Recently, I found myself having a string of dreams about my mother. In those dreams, I was reliving my youth. One placed me back in my teenage years when I had run away from home. Another took place when I was with my previous girlfriend. But there were two common threads throughout the dreams, which occurred every night for almost a week. One was that my wife played the role of my then-boyfriend or my then-girlfriend. The second was that my mother was attempting to get closer to me while I pushed her away.
I mentioned the dreams to no one, but they took over my thoughts during the day as I grappled with understanding their meaning. Surely, my mother was trying to send me a message, but what could that message be?
On the night after the last dream, I began to fall asleep and out of nowhere, I was jolted awake.

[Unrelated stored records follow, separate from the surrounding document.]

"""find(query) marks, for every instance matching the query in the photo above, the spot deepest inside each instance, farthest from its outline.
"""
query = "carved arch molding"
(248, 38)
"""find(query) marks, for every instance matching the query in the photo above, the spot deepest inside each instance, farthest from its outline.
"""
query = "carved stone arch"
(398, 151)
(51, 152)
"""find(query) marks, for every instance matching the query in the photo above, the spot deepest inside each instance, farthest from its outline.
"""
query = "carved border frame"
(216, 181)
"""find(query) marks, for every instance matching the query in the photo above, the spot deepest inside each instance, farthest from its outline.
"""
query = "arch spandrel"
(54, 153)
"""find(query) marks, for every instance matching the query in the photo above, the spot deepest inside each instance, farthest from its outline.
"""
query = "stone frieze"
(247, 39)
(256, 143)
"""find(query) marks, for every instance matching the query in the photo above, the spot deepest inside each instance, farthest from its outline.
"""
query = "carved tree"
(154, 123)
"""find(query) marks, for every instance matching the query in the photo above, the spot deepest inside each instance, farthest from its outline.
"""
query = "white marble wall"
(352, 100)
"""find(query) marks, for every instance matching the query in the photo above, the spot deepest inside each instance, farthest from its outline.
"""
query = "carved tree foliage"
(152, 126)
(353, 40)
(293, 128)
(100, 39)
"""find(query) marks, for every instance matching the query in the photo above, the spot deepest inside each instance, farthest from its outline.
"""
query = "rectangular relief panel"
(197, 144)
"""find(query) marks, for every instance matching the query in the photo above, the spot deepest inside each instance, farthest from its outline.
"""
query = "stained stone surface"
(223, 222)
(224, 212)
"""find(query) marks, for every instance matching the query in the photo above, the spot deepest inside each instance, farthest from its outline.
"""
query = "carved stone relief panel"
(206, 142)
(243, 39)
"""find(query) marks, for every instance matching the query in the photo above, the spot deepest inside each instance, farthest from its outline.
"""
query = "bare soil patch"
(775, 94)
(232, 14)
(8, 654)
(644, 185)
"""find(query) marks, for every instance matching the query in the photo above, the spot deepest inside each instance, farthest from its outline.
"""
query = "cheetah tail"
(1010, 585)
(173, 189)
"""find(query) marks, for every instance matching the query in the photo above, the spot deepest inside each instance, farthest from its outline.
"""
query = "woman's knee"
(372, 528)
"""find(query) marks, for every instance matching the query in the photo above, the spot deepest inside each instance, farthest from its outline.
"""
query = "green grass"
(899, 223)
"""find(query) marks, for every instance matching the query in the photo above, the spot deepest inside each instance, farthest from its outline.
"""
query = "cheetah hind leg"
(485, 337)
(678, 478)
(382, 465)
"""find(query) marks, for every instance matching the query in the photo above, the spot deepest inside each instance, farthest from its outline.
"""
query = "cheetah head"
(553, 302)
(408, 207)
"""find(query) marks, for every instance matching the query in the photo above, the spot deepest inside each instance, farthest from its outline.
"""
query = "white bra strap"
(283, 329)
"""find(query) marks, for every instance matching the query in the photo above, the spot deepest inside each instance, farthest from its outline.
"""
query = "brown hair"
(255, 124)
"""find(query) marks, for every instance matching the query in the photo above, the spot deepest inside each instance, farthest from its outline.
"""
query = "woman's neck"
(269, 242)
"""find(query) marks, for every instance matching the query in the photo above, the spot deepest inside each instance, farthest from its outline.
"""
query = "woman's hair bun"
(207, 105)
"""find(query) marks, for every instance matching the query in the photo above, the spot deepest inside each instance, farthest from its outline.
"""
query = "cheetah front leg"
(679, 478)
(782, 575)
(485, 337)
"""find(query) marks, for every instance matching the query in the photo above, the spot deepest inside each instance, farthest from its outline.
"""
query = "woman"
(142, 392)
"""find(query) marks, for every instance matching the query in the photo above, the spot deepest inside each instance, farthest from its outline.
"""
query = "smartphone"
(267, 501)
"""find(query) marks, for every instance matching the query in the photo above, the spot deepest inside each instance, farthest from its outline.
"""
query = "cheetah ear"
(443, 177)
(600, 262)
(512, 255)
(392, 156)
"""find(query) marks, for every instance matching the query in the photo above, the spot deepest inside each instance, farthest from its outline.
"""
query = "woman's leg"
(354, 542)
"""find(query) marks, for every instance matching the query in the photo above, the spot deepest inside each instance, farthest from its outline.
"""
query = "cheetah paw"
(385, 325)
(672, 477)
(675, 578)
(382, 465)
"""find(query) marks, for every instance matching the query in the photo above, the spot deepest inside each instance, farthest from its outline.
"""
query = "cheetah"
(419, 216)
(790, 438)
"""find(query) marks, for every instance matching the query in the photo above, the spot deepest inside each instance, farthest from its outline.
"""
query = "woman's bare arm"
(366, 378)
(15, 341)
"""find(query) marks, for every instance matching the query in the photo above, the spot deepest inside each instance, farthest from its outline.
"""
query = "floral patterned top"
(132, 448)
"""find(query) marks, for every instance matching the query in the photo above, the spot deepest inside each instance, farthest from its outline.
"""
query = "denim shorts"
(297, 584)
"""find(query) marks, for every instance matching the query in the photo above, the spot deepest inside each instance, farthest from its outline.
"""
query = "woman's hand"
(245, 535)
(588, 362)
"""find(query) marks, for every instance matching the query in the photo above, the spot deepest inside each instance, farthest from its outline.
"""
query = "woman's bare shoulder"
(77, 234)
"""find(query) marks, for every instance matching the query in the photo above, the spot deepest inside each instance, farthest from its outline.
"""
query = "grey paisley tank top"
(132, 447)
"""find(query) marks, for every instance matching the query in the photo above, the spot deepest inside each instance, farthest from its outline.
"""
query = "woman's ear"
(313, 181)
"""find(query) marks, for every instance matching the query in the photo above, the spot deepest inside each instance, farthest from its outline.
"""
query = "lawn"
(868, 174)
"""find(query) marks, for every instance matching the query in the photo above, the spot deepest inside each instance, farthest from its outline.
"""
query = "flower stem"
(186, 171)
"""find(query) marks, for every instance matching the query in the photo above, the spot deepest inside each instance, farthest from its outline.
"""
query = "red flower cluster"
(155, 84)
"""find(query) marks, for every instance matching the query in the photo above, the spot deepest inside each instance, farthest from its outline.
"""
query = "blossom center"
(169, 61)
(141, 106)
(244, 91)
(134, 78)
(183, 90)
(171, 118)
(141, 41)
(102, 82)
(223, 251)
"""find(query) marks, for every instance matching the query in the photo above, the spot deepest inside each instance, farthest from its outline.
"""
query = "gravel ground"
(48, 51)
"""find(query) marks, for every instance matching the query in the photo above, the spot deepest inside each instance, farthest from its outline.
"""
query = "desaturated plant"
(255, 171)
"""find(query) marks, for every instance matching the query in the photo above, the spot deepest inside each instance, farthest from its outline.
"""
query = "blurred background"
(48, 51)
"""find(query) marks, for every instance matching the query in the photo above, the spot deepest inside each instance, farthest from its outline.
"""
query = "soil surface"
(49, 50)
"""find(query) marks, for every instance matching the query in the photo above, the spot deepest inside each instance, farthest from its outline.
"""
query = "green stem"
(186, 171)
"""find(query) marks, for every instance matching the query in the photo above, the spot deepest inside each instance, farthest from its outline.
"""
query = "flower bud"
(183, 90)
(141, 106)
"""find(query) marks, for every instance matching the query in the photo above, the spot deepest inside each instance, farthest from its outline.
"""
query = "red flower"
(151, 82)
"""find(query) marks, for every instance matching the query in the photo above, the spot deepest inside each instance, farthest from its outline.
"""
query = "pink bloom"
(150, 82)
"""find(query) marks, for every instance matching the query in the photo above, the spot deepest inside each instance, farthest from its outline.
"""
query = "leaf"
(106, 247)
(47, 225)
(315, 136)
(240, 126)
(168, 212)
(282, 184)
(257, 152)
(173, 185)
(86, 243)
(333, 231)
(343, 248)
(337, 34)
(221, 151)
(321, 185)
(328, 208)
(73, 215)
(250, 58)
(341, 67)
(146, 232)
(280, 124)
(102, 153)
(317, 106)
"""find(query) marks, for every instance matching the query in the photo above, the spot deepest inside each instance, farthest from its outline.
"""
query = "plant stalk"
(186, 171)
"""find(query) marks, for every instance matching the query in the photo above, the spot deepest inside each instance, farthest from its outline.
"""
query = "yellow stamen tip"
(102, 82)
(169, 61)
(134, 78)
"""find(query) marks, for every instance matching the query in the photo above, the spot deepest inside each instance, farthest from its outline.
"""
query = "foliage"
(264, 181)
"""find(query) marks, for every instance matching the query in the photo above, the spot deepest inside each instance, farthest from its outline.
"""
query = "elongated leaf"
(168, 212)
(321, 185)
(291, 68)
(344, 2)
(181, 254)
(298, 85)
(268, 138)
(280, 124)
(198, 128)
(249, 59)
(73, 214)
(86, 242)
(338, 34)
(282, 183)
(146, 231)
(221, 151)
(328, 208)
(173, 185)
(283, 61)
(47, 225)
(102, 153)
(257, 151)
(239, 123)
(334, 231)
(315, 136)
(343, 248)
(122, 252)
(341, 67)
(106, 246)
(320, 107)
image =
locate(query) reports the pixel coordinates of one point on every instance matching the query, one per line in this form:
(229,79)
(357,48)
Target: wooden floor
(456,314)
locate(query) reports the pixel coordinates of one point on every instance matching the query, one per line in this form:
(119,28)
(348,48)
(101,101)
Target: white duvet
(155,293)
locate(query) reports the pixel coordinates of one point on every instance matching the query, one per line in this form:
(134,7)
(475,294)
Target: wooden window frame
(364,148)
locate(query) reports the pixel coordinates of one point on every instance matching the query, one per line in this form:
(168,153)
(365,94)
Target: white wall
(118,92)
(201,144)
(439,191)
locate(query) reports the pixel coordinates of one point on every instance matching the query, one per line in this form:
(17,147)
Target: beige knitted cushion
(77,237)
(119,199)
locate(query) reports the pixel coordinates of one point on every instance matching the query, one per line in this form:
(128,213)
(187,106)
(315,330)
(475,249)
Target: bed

I had heard it, but more than anything, I had felt my mother’s voice, deep inside my brain. “I’m sorry,” she said. It resonated in my head, as I woke fully and basked in the enormous sense of relief, happiness, and love that surrounded me. Sleep came quickly then. The next day, I recounted everything to my wife — the dreams, the nagging feeling of why I was being visited by my mother every single night, and finally, the apology. She understood what this meant to me.
It’s been nearly two months since the dreams came and left. They have not returned, but feelings of understanding, forgiveness, and regret have taken their place. And now, I’m able to say something that I couldn’t say while my mother was still alive — that I’m sorry too.